Cette déclaration, proposée par la France et la Grande Bretagne a été approuvée par les 13 autres pays membres du conseil de sécurité.

Selon la déclaration, le plus puissant organe de l’ONU estime que la neutralisation rapide des rebelles rwandais est une des principales priorités pour instaurer la stabilité en RDC et dans la région des Grands lacs.

Tout en déplorant le fait qu’aucun progrès significatif n’a été fait pour les neutraliser, le conseil de sécurité a réitéré que le FDLR constitue une “menace nationale et régionale constante” à laquelle il est important de mettre fin.

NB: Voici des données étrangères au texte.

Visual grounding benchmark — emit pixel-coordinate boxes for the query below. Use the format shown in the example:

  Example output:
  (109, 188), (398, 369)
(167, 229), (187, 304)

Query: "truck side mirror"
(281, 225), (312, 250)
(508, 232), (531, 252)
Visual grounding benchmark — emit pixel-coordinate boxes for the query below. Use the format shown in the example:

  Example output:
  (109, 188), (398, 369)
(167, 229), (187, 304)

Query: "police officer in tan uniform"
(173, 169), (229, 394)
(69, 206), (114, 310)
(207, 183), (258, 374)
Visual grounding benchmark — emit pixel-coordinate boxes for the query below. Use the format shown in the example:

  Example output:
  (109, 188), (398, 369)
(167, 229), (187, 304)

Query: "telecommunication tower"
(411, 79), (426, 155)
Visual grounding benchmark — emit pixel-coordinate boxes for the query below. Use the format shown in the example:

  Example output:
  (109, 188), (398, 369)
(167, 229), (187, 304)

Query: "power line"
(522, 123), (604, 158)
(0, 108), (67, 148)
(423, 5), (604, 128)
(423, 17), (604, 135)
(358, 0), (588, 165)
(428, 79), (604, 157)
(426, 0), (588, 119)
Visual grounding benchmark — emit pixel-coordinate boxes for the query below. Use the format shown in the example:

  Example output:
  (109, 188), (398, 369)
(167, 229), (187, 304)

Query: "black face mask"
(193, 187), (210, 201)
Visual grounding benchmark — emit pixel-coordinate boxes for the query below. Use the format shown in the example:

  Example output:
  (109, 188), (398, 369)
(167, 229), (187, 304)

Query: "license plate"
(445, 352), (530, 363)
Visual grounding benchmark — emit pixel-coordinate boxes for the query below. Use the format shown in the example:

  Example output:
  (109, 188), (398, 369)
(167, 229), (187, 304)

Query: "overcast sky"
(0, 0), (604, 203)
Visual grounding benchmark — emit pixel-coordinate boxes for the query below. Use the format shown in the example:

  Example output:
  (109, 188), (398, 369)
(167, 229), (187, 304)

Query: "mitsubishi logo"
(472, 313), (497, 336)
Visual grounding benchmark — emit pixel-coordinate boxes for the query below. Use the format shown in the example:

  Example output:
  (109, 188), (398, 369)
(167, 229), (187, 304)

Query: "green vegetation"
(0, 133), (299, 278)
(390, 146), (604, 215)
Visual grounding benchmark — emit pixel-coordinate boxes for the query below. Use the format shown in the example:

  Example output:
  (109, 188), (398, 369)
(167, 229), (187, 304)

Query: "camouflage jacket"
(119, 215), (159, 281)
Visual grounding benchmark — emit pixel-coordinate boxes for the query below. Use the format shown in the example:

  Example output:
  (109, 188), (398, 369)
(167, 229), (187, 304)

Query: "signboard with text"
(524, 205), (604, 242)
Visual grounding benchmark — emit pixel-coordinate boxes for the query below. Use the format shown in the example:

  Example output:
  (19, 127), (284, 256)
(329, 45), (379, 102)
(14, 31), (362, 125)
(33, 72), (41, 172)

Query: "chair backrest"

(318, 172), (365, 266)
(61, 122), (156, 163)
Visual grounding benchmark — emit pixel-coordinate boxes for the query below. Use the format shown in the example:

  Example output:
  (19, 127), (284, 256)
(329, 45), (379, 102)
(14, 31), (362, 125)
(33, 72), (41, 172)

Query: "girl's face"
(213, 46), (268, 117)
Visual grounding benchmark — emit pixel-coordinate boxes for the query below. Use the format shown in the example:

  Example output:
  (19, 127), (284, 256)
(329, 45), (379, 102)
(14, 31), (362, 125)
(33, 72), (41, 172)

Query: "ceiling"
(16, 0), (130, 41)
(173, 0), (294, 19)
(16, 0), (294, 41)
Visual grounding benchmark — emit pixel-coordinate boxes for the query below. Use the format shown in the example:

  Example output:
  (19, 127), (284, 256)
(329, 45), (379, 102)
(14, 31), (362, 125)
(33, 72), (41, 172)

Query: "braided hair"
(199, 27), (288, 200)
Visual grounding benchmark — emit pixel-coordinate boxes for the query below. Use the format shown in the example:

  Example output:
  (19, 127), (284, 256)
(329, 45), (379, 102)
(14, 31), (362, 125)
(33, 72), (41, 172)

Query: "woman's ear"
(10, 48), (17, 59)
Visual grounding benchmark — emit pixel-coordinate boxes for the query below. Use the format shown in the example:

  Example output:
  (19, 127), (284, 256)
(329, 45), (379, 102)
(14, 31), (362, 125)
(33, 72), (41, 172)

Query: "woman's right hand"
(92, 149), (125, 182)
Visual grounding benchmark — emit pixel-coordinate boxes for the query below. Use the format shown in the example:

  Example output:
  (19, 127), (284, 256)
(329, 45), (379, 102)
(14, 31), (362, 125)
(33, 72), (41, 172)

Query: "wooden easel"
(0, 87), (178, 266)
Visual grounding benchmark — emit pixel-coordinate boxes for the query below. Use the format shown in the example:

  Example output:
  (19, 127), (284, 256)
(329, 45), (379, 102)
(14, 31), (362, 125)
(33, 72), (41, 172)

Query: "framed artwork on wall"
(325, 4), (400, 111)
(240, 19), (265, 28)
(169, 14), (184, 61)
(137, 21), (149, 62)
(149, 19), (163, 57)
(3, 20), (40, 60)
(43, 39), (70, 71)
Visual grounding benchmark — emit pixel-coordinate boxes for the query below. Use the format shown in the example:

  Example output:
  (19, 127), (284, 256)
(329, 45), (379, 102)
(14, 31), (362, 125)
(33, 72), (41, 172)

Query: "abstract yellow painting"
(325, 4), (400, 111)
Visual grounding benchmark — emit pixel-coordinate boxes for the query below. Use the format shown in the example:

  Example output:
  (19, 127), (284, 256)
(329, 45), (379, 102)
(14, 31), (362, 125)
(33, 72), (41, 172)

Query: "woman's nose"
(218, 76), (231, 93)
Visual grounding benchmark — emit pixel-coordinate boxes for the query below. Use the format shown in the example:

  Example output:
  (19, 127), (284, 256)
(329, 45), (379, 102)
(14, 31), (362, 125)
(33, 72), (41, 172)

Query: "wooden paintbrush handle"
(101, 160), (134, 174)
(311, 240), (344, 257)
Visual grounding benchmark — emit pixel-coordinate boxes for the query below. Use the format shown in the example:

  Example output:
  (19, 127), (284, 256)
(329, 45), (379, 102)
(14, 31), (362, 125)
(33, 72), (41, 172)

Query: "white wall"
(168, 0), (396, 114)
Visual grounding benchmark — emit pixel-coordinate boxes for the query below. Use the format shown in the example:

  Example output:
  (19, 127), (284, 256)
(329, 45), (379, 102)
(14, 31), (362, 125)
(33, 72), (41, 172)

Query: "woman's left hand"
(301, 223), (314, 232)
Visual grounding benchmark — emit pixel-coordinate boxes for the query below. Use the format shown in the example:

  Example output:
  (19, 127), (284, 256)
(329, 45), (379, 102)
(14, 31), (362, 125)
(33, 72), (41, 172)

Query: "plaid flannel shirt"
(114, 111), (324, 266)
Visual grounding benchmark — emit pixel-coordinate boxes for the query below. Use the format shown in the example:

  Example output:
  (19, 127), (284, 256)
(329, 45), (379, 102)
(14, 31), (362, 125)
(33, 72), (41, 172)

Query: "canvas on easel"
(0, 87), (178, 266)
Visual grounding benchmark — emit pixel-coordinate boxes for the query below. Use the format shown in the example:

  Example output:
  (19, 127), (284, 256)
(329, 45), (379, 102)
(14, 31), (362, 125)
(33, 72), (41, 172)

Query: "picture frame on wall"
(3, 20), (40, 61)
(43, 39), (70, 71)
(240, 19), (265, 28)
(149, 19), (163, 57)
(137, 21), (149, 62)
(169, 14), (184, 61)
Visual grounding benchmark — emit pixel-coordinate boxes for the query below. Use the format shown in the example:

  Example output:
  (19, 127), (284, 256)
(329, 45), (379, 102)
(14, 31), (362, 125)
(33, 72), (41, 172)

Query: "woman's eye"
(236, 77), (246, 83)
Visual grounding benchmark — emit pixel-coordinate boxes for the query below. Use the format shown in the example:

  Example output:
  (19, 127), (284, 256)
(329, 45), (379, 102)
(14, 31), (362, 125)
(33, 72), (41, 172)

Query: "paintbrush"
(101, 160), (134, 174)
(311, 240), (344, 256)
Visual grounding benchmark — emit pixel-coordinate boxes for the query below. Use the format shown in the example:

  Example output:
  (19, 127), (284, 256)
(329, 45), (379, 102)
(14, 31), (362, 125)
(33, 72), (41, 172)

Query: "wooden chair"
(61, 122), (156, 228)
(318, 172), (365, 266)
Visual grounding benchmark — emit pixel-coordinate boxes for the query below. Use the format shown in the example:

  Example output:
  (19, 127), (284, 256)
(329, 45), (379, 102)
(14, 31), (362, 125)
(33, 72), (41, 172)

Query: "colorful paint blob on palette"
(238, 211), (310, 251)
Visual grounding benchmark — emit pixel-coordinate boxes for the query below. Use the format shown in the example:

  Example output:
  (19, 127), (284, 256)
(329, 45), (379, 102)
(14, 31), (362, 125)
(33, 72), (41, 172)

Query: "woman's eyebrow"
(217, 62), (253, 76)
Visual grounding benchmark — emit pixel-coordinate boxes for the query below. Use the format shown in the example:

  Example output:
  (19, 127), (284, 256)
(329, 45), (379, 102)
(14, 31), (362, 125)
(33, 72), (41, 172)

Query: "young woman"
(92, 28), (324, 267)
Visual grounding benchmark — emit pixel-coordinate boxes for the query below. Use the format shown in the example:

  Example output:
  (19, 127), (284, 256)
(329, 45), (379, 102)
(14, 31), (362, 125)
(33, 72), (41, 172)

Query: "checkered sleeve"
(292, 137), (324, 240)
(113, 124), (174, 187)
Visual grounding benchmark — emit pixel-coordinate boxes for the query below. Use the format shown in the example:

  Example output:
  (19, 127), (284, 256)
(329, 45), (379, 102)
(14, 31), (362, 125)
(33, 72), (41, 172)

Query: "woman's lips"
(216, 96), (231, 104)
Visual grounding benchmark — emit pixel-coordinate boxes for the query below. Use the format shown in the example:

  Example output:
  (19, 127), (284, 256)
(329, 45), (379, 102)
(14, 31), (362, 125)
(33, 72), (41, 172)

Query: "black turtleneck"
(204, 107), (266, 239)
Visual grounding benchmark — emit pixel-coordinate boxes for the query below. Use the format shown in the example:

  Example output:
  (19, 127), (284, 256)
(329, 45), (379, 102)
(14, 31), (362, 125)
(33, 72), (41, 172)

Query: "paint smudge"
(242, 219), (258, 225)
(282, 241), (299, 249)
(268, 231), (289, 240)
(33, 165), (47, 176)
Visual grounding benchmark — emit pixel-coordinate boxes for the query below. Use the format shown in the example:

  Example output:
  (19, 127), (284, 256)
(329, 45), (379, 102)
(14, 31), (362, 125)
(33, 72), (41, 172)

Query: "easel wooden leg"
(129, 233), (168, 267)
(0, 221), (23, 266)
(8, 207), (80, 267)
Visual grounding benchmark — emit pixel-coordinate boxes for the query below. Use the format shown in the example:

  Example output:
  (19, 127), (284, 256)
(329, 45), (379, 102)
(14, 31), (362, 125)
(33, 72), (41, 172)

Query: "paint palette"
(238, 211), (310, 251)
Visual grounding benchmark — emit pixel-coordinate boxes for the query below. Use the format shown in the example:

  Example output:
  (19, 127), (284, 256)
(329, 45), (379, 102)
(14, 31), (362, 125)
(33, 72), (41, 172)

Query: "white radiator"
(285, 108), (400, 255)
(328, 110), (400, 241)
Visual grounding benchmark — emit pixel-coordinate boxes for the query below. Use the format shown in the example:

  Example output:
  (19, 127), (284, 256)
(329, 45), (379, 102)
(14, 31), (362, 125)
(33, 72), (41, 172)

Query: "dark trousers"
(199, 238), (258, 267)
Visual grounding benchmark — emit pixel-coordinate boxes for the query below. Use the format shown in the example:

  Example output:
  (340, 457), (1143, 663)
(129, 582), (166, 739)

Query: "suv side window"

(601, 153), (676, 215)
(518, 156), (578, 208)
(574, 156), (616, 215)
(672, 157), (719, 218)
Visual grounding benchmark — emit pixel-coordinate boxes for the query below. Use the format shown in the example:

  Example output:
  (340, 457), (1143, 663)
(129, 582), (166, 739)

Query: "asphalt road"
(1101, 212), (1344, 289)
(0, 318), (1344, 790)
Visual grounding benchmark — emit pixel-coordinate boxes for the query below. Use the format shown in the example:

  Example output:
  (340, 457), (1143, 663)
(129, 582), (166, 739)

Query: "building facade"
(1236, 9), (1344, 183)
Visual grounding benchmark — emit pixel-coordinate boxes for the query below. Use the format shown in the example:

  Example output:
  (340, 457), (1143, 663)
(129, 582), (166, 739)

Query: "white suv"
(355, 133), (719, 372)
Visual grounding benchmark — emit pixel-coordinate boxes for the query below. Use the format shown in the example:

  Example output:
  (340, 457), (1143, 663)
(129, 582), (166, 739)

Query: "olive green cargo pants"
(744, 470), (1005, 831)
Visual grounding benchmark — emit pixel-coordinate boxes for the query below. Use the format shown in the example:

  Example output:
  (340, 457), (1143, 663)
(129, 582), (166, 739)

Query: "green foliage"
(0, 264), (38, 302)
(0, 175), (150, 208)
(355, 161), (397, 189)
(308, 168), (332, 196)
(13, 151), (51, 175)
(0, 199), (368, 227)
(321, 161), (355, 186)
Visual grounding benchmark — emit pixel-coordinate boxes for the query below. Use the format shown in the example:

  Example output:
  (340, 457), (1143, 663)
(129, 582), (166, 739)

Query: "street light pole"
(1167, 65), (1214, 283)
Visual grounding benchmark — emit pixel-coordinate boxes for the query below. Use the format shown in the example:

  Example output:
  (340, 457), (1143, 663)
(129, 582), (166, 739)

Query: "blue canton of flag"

Avec ces propos, le conseil de sécurité vient emboîter le pas au chef de la Monusco Martin Kobler qui, dans une adresse faite au début du mois en cours, avait lancé un ultimatum aux FDLR en les menaçant d’offensive s’ils ne désarmaient pas.

Sur un nombre estimé à 1500, seul deux cents rebelles du FDLR ont volontairement déposé les armes depuis le mois de mai dernier. Et ceux qui se sont rendu à la Monusco ont refusé d’être transférés dans le site de transit aménagé à pour eux à Kisangani, violant ainsi les principes du processus de démobilisation auquel ils avaient approuvé.

Au total 11 000 combattants du FDLR ont été désarmés depuis la fin officielle de la deuxième guerre du Congo en 2002.